Programs running in browsers without users’ knowledge boost CPU load and slow PCs, even when the browser is closed. The steep rise in Bitcoin value is leading to increased abuses.
Driven by rampant Bitcoin speculation, thousands of website operators prefer this method of generating income from their site to traditional banner advertising. Formerly they could do so only while visitors had their site open. Now experts have figured out that these processes sometimes continue to run even after the browser window has been closed. The programmers are even able to fool typical ad blockers.
The technical implementation involves opening a small, hidden window in the background that Windows displays only on the task bar. This window must be deliberately closed to terminate the process and lower CPU usage. An animated graphic clearly demonstrates how users can determine whether this type of mining process is running on their computer.
For the users affected, power usage is increased along with the processing load, which can significantly reduce battery life in laptops and other mobile devices. However, the programmers of these mining programs have been careful to keep the computer’s CPU usage in the middle range to make them less noticeable.

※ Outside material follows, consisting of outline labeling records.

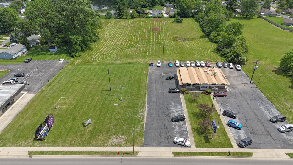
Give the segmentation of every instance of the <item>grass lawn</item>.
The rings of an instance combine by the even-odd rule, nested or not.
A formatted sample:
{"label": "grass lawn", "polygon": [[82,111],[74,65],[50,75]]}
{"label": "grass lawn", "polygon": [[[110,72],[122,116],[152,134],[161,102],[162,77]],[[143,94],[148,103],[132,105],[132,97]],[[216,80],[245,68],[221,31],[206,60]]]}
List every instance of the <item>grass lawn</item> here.
{"label": "grass lawn", "polygon": [[269,19],[273,22],[274,22],[280,25],[282,25],[282,26],[286,28],[291,28],[291,29],[293,28],[293,27],[290,27],[290,26],[283,25],[282,24],[283,22],[284,21],[284,17],[266,17],[266,18],[267,18],[268,19]]}
{"label": "grass lawn", "polygon": [[[227,156],[228,152],[172,152],[174,156]],[[232,157],[252,157],[252,152],[231,152]]]}
{"label": "grass lawn", "polygon": [[[4,141],[0,147],[132,147],[133,128],[135,146],[140,147],[148,64],[75,65],[76,62],[59,71],[0,134]],[[120,86],[124,87],[123,102]],[[69,98],[58,101],[61,97]],[[60,108],[53,109],[54,104]],[[54,115],[54,126],[38,142],[34,132],[48,114]],[[86,127],[83,118],[91,119]]]}
{"label": "grass lawn", "polygon": [[8,70],[0,70],[0,78],[5,76],[6,74],[10,72],[10,71]]}
{"label": "grass lawn", "polygon": [[[237,20],[237,19],[239,20]],[[279,67],[279,60],[286,52],[293,49],[292,34],[259,18],[233,18],[232,21],[244,24],[243,35],[246,38],[250,50],[249,60],[242,69],[251,77],[254,60],[261,60],[253,80],[280,112],[293,122],[293,80]],[[245,21],[244,20],[245,20]]]}
{"label": "grass lawn", "polygon": [[[184,98],[185,100],[186,108],[188,113],[188,116],[189,116],[189,119],[191,125],[196,147],[233,148],[232,144],[221,121],[220,121],[219,122],[220,129],[217,129],[216,133],[214,134],[213,137],[213,139],[212,140],[210,139],[212,137],[211,133],[210,134],[204,134],[200,131],[200,128],[198,126],[197,122],[205,118],[205,117],[201,116],[198,115],[197,113],[198,110],[196,107],[196,105],[200,103],[207,104],[210,106],[211,106],[212,101],[210,96],[200,94],[200,100],[194,102],[191,99],[190,96],[189,94],[185,95]],[[213,115],[210,118],[211,120],[215,120],[217,123],[219,117],[219,113],[216,112],[215,112]]]}
{"label": "grass lawn", "polygon": [[[28,50],[28,53],[25,56],[21,56],[15,60],[0,59],[0,64],[15,64],[24,62],[27,58],[31,57],[33,60],[59,60],[63,58],[65,60],[70,60],[70,57],[68,54],[68,50],[63,47],[59,48],[54,53],[49,53],[49,47],[43,45],[39,46],[40,49],[37,50],[31,48]],[[40,49],[43,49],[43,50]]]}
{"label": "grass lawn", "polygon": [[[224,60],[194,18],[183,18],[181,24],[173,19],[103,20],[100,39],[81,55],[79,62],[154,62],[162,60],[163,46],[166,61]],[[160,29],[152,30],[156,27]]]}
{"label": "grass lawn", "polygon": [[90,155],[90,156],[136,156],[139,152],[119,152],[118,151],[99,152],[99,151],[29,151],[29,155]]}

Digital currencies require complex cryptographic calculations to function. To keep the Bitcoin system running, for example, owners must be willing to provide computing power. Those who contribute computing power are remunerated. By processing as many processor-intensive tasks as possible, participants benefit from new issues and transaction fees. In a nutshell: the more computing power, the greater the profit. For individuals with normal PCs, however, it has become almost impossible to make a profit in the competition for computing power.